The firms are cutting back after aggressive hiring occasioned by demand for consulting in areas such as corporate strategy during the pandemic, and lower attrition than had been expected during the first half of the year.

KPMG laid off about 5 percent of its U.S. staff in June, four months after cutting some advisory personnel, nearly 2 percent of U.S. staff. In April, Deloitte cut 1.5 percent of its U.S. staff, and EY cut 5 percent of its U.S. staff. Outside the Big Four, Grant Thornton let go 3 percent of its U.S. staff in May.

PwC, which said that its U.S. unit has not had layoffs and that no layoffs are planned, also said that it expects to report an increase this year in its global workforce from the nearly 328,000 it reported last year.

Voluntary and involuntary departures generally climbed at the Big Four firms each year since at least 2019, according to workplace data provider Revelio Labs. Its data also showed that roughly 56,600 people collectively left the firms in 2022, up by 8.3 percent from a year earlier. This year, exits at the four big firms have fallen by 11.6 percent through June from the year-earlier period, to about 21,400 in the United States, according to Revelio.

“Life became more flexible and folks have found reasons to stay where they might have been ground to a fine powder prior years,” Texas A&M University accounting professor Michael Shaub told the Journal, referring to remote work and salary increases that might have kept some from resigning this year. “Now the firms are saying we can’t keep all these people.”

“Client demand isn’t shrinking, but it’s certainly changing shape, so they need more experts in one field and need fewer in another,” Fiona Czerniawska, chief executive of consulting-industry analyst Source Global Research, told the Journal.

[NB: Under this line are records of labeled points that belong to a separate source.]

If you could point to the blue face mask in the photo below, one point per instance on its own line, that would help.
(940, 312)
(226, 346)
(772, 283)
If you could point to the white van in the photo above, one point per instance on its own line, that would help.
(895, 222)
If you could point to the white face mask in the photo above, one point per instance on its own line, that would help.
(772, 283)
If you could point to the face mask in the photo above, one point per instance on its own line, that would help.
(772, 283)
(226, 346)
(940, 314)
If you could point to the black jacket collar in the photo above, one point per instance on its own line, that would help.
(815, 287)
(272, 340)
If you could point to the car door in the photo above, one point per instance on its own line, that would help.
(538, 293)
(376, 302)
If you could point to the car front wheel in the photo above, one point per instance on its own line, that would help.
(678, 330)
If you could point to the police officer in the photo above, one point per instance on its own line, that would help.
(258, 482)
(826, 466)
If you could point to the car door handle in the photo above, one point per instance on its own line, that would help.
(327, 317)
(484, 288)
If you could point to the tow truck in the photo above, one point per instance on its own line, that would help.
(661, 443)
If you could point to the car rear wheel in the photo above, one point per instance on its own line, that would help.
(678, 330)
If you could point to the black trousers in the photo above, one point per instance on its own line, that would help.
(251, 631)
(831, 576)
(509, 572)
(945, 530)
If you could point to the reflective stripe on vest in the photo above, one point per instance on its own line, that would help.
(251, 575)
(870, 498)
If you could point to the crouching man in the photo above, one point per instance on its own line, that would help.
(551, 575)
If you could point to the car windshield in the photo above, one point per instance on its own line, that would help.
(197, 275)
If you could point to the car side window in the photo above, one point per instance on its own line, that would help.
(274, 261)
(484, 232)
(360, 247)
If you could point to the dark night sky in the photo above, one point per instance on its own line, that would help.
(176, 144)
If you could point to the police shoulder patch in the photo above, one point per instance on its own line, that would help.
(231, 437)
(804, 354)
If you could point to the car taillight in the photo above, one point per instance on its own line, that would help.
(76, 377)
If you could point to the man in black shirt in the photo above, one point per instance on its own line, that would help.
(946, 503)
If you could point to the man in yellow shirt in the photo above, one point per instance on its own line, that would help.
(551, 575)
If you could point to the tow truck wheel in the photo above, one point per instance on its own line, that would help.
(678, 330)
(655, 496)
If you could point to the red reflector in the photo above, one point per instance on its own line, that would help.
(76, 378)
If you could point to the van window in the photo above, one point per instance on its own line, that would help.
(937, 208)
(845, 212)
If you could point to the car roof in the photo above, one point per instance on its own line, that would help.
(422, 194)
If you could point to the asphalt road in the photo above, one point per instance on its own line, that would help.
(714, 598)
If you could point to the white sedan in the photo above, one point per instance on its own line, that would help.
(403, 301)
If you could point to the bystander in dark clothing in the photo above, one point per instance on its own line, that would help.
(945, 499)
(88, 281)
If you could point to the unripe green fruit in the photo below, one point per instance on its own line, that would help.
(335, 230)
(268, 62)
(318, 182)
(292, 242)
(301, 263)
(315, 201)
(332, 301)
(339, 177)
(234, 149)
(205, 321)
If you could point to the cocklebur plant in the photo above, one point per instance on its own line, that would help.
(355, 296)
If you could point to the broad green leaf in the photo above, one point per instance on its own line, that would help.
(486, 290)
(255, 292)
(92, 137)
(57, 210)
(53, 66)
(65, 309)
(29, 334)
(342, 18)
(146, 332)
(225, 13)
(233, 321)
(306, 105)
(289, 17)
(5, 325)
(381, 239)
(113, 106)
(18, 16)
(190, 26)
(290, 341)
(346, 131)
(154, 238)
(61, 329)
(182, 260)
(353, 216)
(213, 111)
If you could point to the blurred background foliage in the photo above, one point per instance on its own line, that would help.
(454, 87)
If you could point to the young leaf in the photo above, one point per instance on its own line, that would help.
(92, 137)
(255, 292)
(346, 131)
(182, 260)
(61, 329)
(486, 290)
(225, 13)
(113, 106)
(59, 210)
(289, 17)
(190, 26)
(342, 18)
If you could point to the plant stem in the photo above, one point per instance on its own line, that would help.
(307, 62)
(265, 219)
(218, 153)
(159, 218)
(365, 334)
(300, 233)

Clients are still working with consultants to enhance their tech capabilities, but they have slowed their mergers-and-acquisitions activity and need for related support such as due diligence, according to the Journal.

Czerniawska said that U.S. and global consulting is expected to experience much lower growth through 2025 than in the boom times of 2021 and early 2022.

Balancing supply and demand in consulting firms is particularly difficult when clients’ needs are changing quickly and unpredictably, she said, adding that “[i]f you promote and then you realize you need to make people redundant, that doesn’t sound like a great way of doing it, but some firms are clearly taking that approach. Everybody tries to manage this in a low-key way, because of the reputational damage of taking out too many people too publicly.”

Additionally, she said, “Firms don’t have much choice except to lay people off from one area when they might be recruiting in another because the services they’re delivering are becoming more specialized."

U.S. job postings at KPMG, Deloitte and EY across all business lines dropped by 76 percent in July, compared with a year earlier, investment bank William Blair & Co. said.